Park House National Historic Site

Park House, front elevation, 214 Dalhousie Street, Amherstburg, Ontario, built in the late 18th century
Park House, Amherstburg, Ontario
© J. A. Cousineau, Parks Canada, 2017

Park House, an 18th-century dwelling located on the commercial main street of Amherstburg, Ontario, is considered one of the oldest houses in the region. The precise date of its construction is unknown, but it has long been contended that this combined dwelling and warehouse were floated down the Detroit River to Upper Canada by its Loyalist owners when Detroit was handed over to the Americans by the British in 1796. Park House has a long association with fluctuations in the economic history of the transborder region in Southern Ontario. Its early use by transplanted Detroiters and transformation by the Park brothers in the context of the local shipping industry attest to the history of settlement around Windsor, where colonial power struggles were evident not only in fluctuating borders but also in the architecture and landscapes of the region. A rare example of a once-common colonial building type found in settlements and fur-trading posts across colonial North America, its asymmetrical design, center-passage plan, and French-framed grooved post construction are rooted in a common French-Canadian vernacular architectural language.

Located on a large lot bordering the Detroit River, Park House was owned by groups or individuals involved in river-based trade between the 1790s and the mid-19th century. It was used by relocated Detroit merchants during the closing days of French-British fur trade, around the time the international border with the United States was first demarcated. In 1823, it was purchased by the Park brothers, who transformed the house for use in the local shipping industry.
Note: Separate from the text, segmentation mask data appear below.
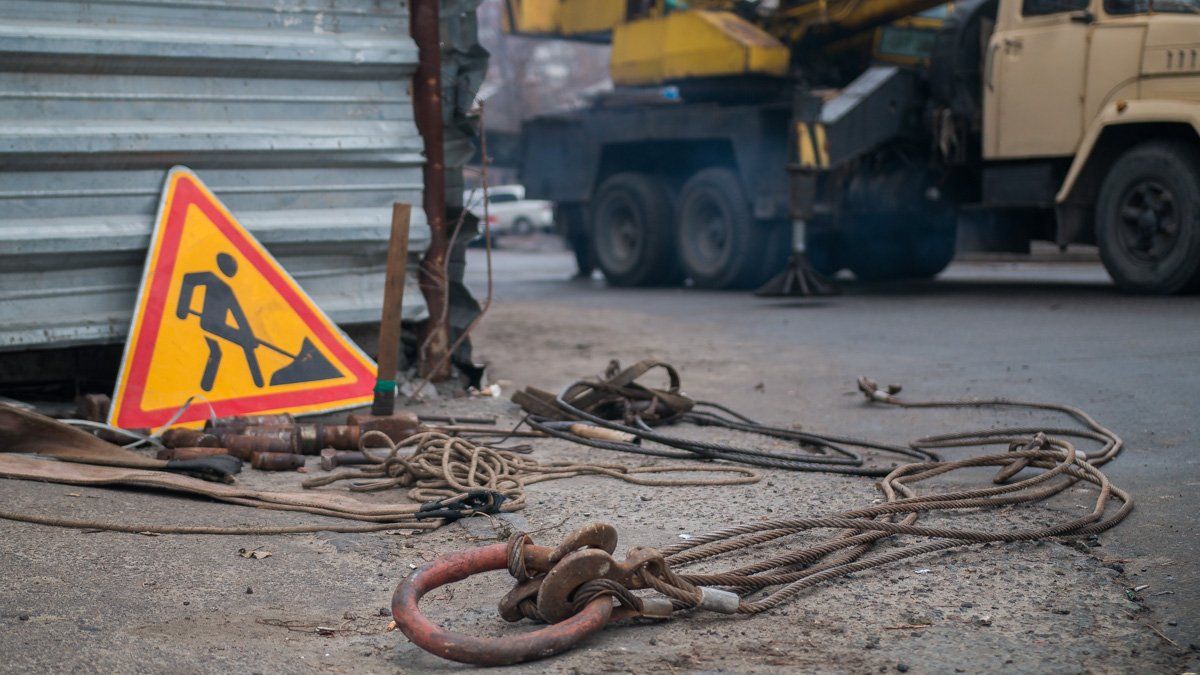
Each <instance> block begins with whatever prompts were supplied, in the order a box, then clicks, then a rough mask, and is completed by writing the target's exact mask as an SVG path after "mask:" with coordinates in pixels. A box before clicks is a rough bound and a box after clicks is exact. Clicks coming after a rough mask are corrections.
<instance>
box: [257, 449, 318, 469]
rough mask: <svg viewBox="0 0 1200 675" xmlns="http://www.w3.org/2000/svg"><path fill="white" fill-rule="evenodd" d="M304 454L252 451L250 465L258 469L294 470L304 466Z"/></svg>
mask: <svg viewBox="0 0 1200 675" xmlns="http://www.w3.org/2000/svg"><path fill="white" fill-rule="evenodd" d="M304 461H305V456H304V455H298V454H293V453H254V454H253V455H251V459H250V466H253V467H254V468H257V470H259V471H295V470H296V468H300V467H301V466H304Z"/></svg>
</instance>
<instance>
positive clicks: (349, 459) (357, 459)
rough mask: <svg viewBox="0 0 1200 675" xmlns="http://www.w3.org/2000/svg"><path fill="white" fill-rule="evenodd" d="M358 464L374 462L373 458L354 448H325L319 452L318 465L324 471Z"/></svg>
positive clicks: (371, 462) (333, 469) (333, 470)
mask: <svg viewBox="0 0 1200 675" xmlns="http://www.w3.org/2000/svg"><path fill="white" fill-rule="evenodd" d="M359 464H374V460H372V459H371V458H368V456H367V455H366V454H365V453H360V452H356V450H335V449H334V448H325V449H324V450H322V452H320V467H322V468H323V470H325V471H334V468H336V467H338V466H353V465H359Z"/></svg>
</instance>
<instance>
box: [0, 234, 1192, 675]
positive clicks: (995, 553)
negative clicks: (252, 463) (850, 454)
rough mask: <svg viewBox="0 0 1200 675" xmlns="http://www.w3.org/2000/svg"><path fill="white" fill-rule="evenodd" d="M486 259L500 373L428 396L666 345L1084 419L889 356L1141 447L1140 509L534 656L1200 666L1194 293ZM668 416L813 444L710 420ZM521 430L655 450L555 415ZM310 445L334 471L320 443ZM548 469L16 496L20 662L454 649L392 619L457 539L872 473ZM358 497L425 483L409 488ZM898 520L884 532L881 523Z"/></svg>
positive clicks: (595, 659)
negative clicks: (300, 486)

Between 1881 and 1936, the house served as the home of local physician Theodore Park, who worked out of the house and added a wing for his offices.

Park House features a variant on "pièce sur pièce" construction known as "poteaux en coulisse" (grooved post). The pièce sur pièce method of construction, in which squared horizontal members are closely placed one above the other, was once an important feature of the landscape of New France. The technique involves vertical corner and wall posts that are mortised in order to receive the tenoned ends of horizontal fill logs, which slide down one atop the other. "Pièce sur pièce" spread across the country with the fur trade, through the work of skilled artisans.

In the heart of the oldest region of permanent French settlement in Ontario, Park House is evidence for the mobility of the French-descended population as the French Regime drew to a close and Upper Canada emerged. Through its architecture, Park House tells the story of the traders and artisans who populated the Windsor region. In 1972, when the building was moved to its current site, the interior wall structure of the building was revealed. It has remained so since, evidence of how French artisans brought an ingenuity in construction that allowed them to adapt older techniques to the topography, materials, and climate of a new land.